1967 wurde Prince von Nissan übernommen, Gloria und Skyline wurden in das Nissan-Programm integriert, Prince als Marke starb. Und dennoch lebt Prince weiter, bis heute. Denn die Entwicklungsabteilung der ehemaligen Prince-Modellreihen sind innerhalb des Nissan-Konzerns nach wie vor separat. Außerdem existiert zumindest innerhalb Japans immer noch eine Prince-Verkaufsabteilung. Wer einen Skyline GT-R in seiner Heimat kauft, geht nicht zum Nissan-, sondern zum Prince-Händler. Einen Gloria kann man heute nicht mehr kaufen, der letzte Nissan Gloria starb 2004 – immerhin 37 Jahre nach der Übernahme von Prince durch Nissan. Die Skyline-Baureihe existiert bei Prince seit 1957. In Westdeutschland gab es 1973 den ersten Skyline (den Typ C110 als Datsun 240K-GT; bis 1981 hießen Nissan-Wagen im Export Datsun). Noch heute gibt es den Skyline als Limousine (in den USA als Infiniti), und längst hat sich die Sportversion GT-R von der Limousine völlig emanzipiert (und darf nicht mehr „Skyline“ heißen, nur noch „GT-R“). Die AUTOart-Neuheit ist ein altes GT-R Fastback-Coupé von 1973 (Typ KPGC-110) in getunter Version. In Standard-Version erschien er bereits 2020, nicht viel anders, auch ein Muscle Car, aber mit Stahlfelgen und vorne unbespoilert. Nun mit Watanabe-Alufelgen und gewaltigem Frontspoiler.

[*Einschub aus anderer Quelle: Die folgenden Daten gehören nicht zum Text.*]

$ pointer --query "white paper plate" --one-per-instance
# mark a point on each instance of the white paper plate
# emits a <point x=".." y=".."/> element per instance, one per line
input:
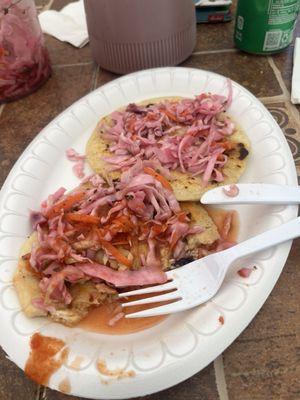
<point x="185" y="343"/>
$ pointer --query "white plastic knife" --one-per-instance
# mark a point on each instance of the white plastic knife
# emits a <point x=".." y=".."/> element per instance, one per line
<point x="254" y="193"/>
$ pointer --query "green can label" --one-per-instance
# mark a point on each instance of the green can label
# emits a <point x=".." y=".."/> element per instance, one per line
<point x="265" y="27"/>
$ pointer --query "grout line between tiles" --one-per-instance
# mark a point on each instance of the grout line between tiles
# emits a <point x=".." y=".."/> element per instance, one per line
<point x="278" y="76"/>
<point x="43" y="393"/>
<point x="273" y="99"/>
<point x="95" y="78"/>
<point x="1" y="109"/>
<point x="38" y="393"/>
<point x="232" y="50"/>
<point x="48" y="6"/>
<point x="291" y="107"/>
<point x="220" y="378"/>
<point x="72" y="65"/>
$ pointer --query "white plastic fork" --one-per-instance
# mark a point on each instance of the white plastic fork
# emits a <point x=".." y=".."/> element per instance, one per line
<point x="197" y="282"/>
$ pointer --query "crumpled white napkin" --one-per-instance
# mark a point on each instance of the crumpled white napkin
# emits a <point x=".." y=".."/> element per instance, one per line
<point x="67" y="25"/>
<point x="295" y="96"/>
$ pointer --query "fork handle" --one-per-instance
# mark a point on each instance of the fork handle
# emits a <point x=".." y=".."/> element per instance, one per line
<point x="280" y="234"/>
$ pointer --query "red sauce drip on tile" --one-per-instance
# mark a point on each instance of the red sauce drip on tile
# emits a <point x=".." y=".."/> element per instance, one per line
<point x="46" y="356"/>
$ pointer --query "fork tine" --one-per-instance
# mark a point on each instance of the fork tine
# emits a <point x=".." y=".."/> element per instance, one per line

GT steht für Gran Turismo und R für Racing. Das ist banal. Banal ist auch, was für biedere Autos so mancher Hersteller mit diesen Buchstaben ausstattet und dabei nur ein paar sportive Extras anbringt. Augenwischerei! Nissan nahm den Inhalt von „GT-R“ ernst. Von Anfang an. Und das begründet die bis heute ungebrochene Begeisterung für alle GT-R-Generationen – in Europa weniger als in Asien, wo der GT-R von Anfang an erhältlich war. In Europa kennt man Nissan (unter dem Namen Datsun) noch nicht so lange, zaghafte Annäherungen in den 70ern, richtig los ging es in den 80ern – aber nicht mit Boliden, sondern mit braven Alltagsautos. In Europa bekannt wurde der GT-R erst mit der Generation R32 ab 1989, und davon leitete sich eine (mäßige) Kenntnis der Ahnen ab. Der 1973er GT-R ist eher unbekannt. In natura gesehen haben ihn wohl die wenigsten.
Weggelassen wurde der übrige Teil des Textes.